Reputation: 15
I have the following Lambda function to run my script in AWS Glue when a new occurrence in an S3 bucket is checked.
import json
import boto3
from urllib.parse import unquote_plus
def lambda_handler(event, context):
bucketName = event["Records"][0]["s3"]["bucket"]["name"]
fileNameFull = event["Records"][0]["s3"]["object"]["key"]

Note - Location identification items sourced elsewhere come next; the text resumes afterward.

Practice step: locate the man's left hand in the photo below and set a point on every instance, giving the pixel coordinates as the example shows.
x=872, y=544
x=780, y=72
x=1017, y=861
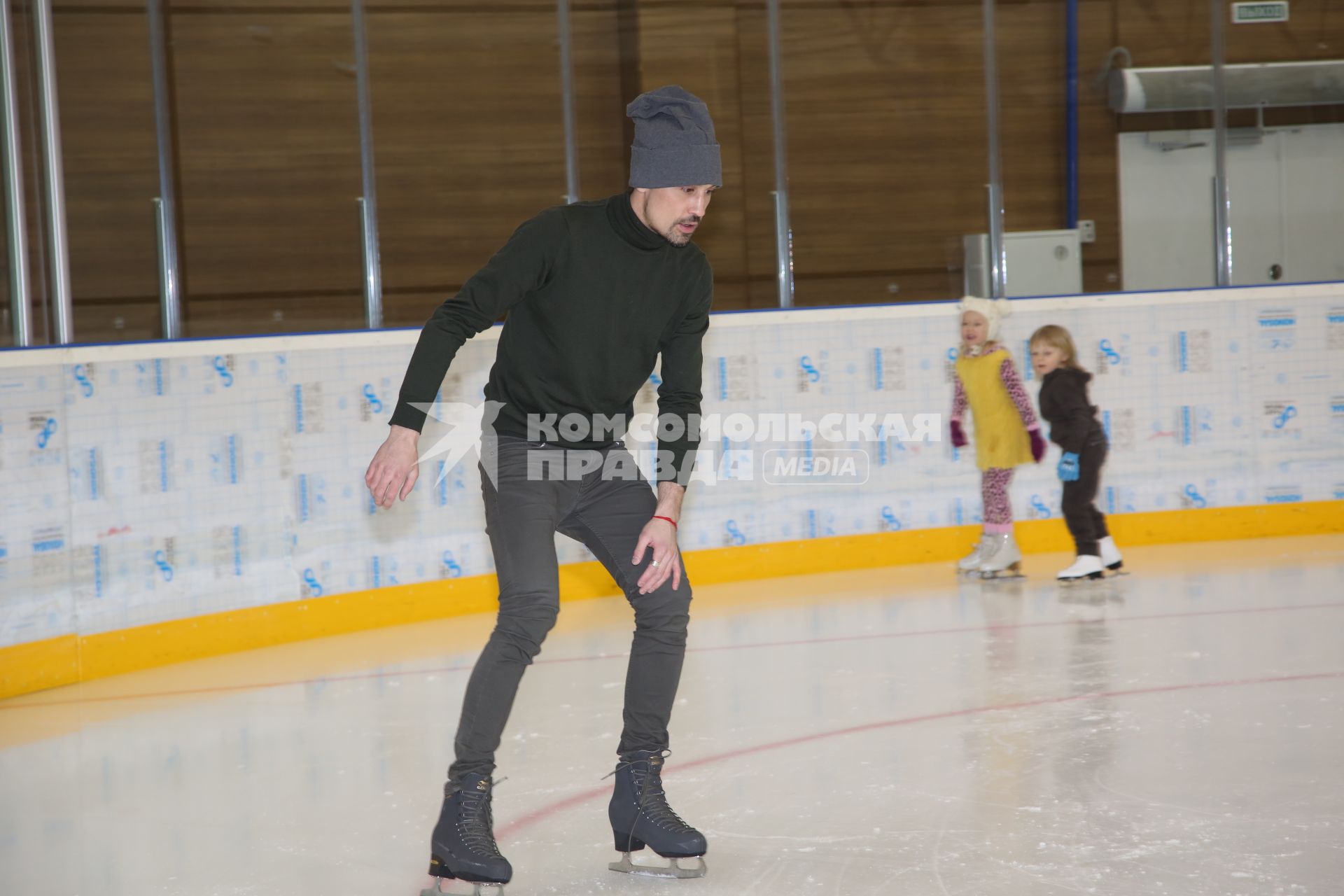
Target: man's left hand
x=659, y=536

fileName = unquote_plus(fileNameFull)
print(bucket, fileName)
glue = boto3.client('glue')
response = glue.start_job_run(
JobName = 'My_Job_Glue',
Arguments = {
'--s3_target_path_key': fileName,
'--s3_target_path_bucket': bucketName
}
)
return {
'statusCode': 200,
'body': json.dumps('Hello from Lambda!')
}
At first it works great and I'm partially getting what I need it to do. What actually happens, is that I will always have more than one file occurrence for the same Bucket and this current logic is running my Glue script at each occurrence (if I have 3 files, I have 3 Glue job runs). How could I improve my function in order to run my script only when all new data is identified? Today I have Kafka Connect configured that batches 5000 records and if at the end of a few minutes this batch is not reached it forces as many records as it has there.
Upvotes: 0
Views: 702
Reputation: 852
S3 allows you to notify Lambda functions using Simple Queue Service (SQS). Using SQS allows you to batch messages to Lambda.
Upvotes: 1